Le plan quinquennal d’une Belle Chine

Biljana Vankovska, Substack, 31/10/2025

Traduit par Tlaxcala

Versión española

Biljana Vankovska (1959) est professeure de science politique et de relations internationales à l’Université Saints-Cyrille-et-Méthode de Skopje, membre de la Fondation transnationale pour la paix et la recherche sur l’avenir (TFF) à Lund, en Suède, et considérée comme l’intellectuelle publique la plus influente de Macédoine. Elle est également membre du collectif No Cold War. Elle a été candidate indépendante, soutenue par le parti Levica (La Gauche) à l’élection présidentielle de 2024.

Quelques jours avant le second tour des élections locales en Macédoine, tout le monde ici semble obsédé par une seule question : qui contrôlera les municipalités — et, à travers elles, qui nous contrôlera ? Le pouvoir dans ce pays s’écoule comme une pyramide : de Vodno (le bureau de la présidente) à Ilindenska (le siège du gouvernement), jusqu’à chaque conseil local.

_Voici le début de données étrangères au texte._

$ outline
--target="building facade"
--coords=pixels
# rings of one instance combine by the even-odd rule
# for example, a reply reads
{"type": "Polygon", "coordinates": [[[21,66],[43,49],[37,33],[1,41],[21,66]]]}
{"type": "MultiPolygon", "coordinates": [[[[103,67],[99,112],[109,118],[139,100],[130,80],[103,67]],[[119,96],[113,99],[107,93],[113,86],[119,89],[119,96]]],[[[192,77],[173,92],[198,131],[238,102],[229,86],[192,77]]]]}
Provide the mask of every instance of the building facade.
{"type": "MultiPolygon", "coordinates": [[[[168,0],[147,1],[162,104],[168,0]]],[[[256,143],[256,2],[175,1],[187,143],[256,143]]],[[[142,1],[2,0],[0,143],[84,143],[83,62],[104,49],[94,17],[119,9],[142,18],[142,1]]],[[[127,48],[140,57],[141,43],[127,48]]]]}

Mes lecteurs locaux me pardonneront, mais il n’y a rien de nouveau — ni d’inspirant — à dire sur ce pays aux divisions profondes, où la politique tourne autour des appels d’offres, des égos, de la corruption et du contrôle. La Macédoine a depuis longtemps perdu toute vision ; la stratégie est devenue un mot oublié ou galvaudé. Depuis la fin du socialisme, nous sommes gouvernés par les lois sauvages du marché, par la cupidité, la dépendance, et bien sûr, par nos nouveaux patrons coloniaux.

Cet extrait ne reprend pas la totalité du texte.